Saturday, December 05, 2009

The Thing about Yiddish

Benjamin Harshav catches and undertakes to explain a paradox of Yiddish: for such a rich language, it has a curiously limited vocabulary. But Harhav says:
Yiddish speakers speak not so much with individual referring words as with such clusters of relations, ready-made idioms, quotations and situational responses. Since each word may belong to several heterogeneous or contradictory knots, ironies are always at hand. It is precisely the small vocabulary of the language that makes the words more repetitive and more dependent on their habitual contexts, hence weightier in their impact (like the words in the limited vocabulary of the Bible). It is not the range of denotations that the languages covers but the emotive snd semantic direcctions of the hearer's empathy.

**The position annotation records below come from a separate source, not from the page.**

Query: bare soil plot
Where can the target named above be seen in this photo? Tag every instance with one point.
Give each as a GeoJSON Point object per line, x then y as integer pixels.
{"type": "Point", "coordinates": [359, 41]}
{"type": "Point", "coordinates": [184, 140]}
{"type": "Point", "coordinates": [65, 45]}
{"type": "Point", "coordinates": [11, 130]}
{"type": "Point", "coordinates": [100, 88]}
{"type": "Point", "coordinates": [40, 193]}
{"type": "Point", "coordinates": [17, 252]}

In this mode of discourse, the overt clash, ironic or clever, between words of different stock languages in one sentence is a major source of meaning, impact and delight.
Quoted by Harold Bloom in his review of Max Weinreich, Hitory of the Yiddish Language, a steal from Yale UP at $300. He's quoting Benjamin Harshav, The Meaning of Yiddish (1990). See "The Glories of Yiddish," New York Review of Books, Nov. 6, 2008 (I am gleaning the old newspapers).

1 comment:

Adam Levitin said...

It's awkward to disagree with a native speaker like Harshav, but this doesn't ring true to me at all. I'm not sure how one measures a the extent of a language's vocabulary, but Yiddish has an incredibly rich functional vocabulary because of its ability to assimilate words from its root languages as well as from languages where it has had more modern contact. English can look to Latin and Greek roots; we rarely look to Germanic roots for creating new words. No so for Yiddish. Need a word, and it's fair game to look German, Hebrew, Polish, Russian, or even English for a term that can be Yiddishized. Need a term for a piece of heavy Soviet-style industrial equipment--look to Russian. Thus, molotilke or kosilke. Want a term for the woman who lives next door--turn to English, and you get neksdoorke. Want to talk about a train? Well there's ban or ayzenban, but also the Russian poezd or English-derived treyn or subvey. These are all perfectly good "Yiddish" words, even if they are derived from other languages, just as cummerbund is a find English word.